"This city, this sport, this is who I am".: Bill Plaschke's excellent write-up of Lisa Leslie. "This is my responsibility," she says. "I'm an athlete who has been blessed with a chance to bring different groups of people together: Different races, cultures, economic classes. If we can get them together and feeling happy for a couple of hours a night, how great is that?"
posted by Ufez Jones to basketball at 02:42 PM - 8 comments
Ufez, thanks for this post. I don't regularly follow women's hoop, but usually manage to look at a few professional games in the course of a season. Of course, UConn games are all over the place here in New England, so I watch quite a few of those. Lisa Leslie has always been synonymous with class. You don't have to be a fan to appreciate people who are willing to give up some of themselves to make others feel a little better. She captures the essence of the real entertainment value of sports in the quote you chose to use. In thinking of it, I cannot recall hearing the name of any women's basketball player linked with something less than proper conduct. I suppose it is a gender thing, but I'm willing to entertain the idea that it goes deeper than that. Is it possible that, in contrast to their male counterparts, the ladies get something more than basketball (such as an education) from the college they attend?
posted by Howard_T at 03:02 PM on August 23, 2006
Great story (even if the writing is so so). Thank you, Ufez, for bringing so many positive stories to SpoFi lately. You are an inspiration!
posted by Joey Michaels at 05:04 PM on August 23, 2006
Lisa Leslie is a class act athlete. Name me one male NBA player who would take that time. Sorry, to busy counting money. I really think the WNBA play because they love the game. Very few NBA players are that way, they want the big contracts because they play so many games. Well guess what the guys in the NHL play more and get paid less than half of any other US sport.
posted by Psycho at 10:21 PM on August 23, 2006
Name me one male NBA player who would take that time. Just looking at the other links on Spofi's front page (which is not by any stretch comprehensive), I see Dikembe Mutombo, Manute Bol & Yao Ming. And yeah, I'm sure there are many American-born players whose heads are not up their own butts too. But better yet, maybe Bill Plaschke should be finding these people. That's kind of his job, and I'm sure they exist, even if (or maybe because) they are making 5-10 times (or more) what the women are making. Hell, if Ryan Leaf can become selfless and community-minded, then it can happen to anyone.
posted by chicobangs at 12:17 AM on August 24, 2006
Name me one male NBA player who would take that time. The NBA does care (flash). Don't let the headlines in your local rag (or for that matter here on SpoFi) make you jaded. But that has nothing to do with Lisa Leslie.

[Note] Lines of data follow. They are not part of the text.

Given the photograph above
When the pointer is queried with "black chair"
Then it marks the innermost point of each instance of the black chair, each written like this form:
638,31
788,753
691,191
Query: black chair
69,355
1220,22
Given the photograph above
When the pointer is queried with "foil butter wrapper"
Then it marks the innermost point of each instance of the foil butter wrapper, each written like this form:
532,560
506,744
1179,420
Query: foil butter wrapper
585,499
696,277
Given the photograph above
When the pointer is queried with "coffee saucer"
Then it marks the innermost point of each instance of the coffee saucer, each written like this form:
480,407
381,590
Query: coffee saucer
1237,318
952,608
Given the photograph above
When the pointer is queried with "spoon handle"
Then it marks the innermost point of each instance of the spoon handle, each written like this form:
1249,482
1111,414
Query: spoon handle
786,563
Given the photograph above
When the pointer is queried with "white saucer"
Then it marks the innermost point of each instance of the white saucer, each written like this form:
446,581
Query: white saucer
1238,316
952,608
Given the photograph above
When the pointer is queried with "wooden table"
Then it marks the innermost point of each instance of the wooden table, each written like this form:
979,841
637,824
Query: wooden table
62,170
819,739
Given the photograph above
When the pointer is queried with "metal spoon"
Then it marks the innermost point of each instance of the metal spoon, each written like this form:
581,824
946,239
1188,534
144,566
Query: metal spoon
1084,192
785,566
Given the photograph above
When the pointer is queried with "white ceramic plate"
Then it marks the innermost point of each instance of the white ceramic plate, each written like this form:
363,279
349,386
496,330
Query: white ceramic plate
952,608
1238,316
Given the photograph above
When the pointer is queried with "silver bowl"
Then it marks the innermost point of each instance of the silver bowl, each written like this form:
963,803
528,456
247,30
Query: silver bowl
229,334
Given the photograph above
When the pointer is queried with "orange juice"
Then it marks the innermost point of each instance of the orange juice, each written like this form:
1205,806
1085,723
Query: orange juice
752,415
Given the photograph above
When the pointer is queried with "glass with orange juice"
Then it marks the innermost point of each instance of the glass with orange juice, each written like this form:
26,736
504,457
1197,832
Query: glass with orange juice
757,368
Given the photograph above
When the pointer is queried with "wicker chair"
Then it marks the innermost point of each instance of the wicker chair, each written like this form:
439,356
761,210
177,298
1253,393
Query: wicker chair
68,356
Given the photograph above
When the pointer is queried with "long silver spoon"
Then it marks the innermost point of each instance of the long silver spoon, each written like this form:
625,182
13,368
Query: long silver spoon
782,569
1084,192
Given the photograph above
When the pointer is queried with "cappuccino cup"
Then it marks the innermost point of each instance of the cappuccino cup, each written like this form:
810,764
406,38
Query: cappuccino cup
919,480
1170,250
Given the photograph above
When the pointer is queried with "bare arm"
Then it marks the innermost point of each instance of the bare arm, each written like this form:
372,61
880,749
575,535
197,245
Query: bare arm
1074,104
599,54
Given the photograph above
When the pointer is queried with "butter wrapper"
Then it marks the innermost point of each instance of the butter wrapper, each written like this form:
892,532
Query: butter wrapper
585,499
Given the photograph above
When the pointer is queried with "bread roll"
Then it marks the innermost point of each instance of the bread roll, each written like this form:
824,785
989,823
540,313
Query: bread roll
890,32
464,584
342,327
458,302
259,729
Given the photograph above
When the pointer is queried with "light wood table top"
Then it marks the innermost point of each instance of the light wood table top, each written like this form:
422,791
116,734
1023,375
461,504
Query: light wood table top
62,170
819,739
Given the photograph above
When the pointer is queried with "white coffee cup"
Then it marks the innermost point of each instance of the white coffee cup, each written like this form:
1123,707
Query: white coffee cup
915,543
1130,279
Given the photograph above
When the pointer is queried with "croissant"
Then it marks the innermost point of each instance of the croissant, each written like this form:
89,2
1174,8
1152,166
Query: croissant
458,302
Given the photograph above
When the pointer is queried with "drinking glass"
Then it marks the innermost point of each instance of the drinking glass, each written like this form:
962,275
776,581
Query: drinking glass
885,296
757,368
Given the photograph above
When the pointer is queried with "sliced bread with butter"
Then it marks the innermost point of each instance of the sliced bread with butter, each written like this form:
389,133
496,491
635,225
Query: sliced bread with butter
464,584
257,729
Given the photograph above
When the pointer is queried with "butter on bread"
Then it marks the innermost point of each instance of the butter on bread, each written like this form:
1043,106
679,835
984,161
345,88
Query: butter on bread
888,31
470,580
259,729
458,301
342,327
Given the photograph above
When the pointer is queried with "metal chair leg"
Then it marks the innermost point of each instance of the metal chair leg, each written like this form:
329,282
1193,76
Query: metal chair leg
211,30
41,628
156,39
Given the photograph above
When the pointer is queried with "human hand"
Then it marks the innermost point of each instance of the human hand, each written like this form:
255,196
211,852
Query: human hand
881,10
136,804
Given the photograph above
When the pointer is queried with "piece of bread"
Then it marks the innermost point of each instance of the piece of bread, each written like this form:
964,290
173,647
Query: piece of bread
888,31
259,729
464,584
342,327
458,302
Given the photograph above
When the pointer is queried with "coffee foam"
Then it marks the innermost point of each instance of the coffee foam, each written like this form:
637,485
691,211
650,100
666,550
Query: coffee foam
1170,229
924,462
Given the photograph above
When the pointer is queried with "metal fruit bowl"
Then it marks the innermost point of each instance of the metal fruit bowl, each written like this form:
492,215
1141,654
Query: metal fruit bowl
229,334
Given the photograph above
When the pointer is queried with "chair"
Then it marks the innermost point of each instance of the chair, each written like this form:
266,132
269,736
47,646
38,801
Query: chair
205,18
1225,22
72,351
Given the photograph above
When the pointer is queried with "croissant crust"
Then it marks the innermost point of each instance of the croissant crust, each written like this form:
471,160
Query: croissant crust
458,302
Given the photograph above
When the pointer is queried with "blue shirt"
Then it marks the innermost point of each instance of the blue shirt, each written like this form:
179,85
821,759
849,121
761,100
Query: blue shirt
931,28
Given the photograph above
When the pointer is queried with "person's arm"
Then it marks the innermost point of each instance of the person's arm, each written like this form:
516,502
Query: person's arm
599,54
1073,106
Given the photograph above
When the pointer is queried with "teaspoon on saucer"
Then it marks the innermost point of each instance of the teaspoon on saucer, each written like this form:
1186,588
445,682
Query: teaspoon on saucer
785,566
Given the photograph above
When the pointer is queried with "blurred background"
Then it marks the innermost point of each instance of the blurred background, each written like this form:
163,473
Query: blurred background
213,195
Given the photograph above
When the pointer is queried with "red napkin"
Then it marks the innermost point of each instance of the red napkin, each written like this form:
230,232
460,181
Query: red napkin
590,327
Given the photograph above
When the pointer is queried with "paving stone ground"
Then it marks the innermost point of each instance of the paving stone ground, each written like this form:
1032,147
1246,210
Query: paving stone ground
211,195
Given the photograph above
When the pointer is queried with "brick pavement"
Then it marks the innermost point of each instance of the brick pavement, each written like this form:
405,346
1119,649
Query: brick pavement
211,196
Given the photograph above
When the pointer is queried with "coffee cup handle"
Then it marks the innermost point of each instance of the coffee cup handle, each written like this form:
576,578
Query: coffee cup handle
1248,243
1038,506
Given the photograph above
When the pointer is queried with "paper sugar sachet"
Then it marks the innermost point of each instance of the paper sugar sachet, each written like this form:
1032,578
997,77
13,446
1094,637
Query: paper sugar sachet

posted by Ufez Jones at 01:10 AM on August 24, 2006
Lisa Leslie has been one of the more visible L.A. atheletes, hell, she does color commentary for USC basketball broadcasts. And its always nice to see her get some pub. And for those of you griping about the style of the article, I have two words for you: Plasch - Kee. Go back and re-read the article. Did you notice that the man rarely has a paragraph that exceeds a sentence in length? Thats no error, that is what shows up in the LAT. I don't feel well.
posted by lilnemo at 05:16 PM on August 24, 2006
Took me long enough to read this, but yeah, good article (or at least good subject). As for "would the NBA do this"...the WNBA is the NBA in some respects; there's a lot of funding and clearly a lot of direction. You see NBA players showing up at WNBA games and WNBA players showing up at NBA games, and while there are certainly genuine fans among them, there's clearly a nudge coming from management: show support for your brother/sister team. It may be because there is less money, less hype, and thus less people on you all the time, that it's easier for WNBA players to spend time with fans -- it doesn't have to turn into an absolute mob scene every time. But there does seem to be a genuine appreciation for fans and a real drive to encourage kids (not just girls). Among her other accomplishments, btw, Lisa Leslie is an MBA. She's got a good head on her shoulders and plenty of places to go at the point where she's no longer playing.
posted by lil_brown_bat at 08:23 AM on August 25, 2006
That article was a little trite, but Lisa Leslie (Lockwood?) deserves a lot more praise than she's gotten for being a decent role model. As a fan of her chief rival, I'm naturally predisposed to rooting against her, but the way she's carried herself, her franchise, her league and her sport over the last decade is admirable, and can't be written or talked about enough.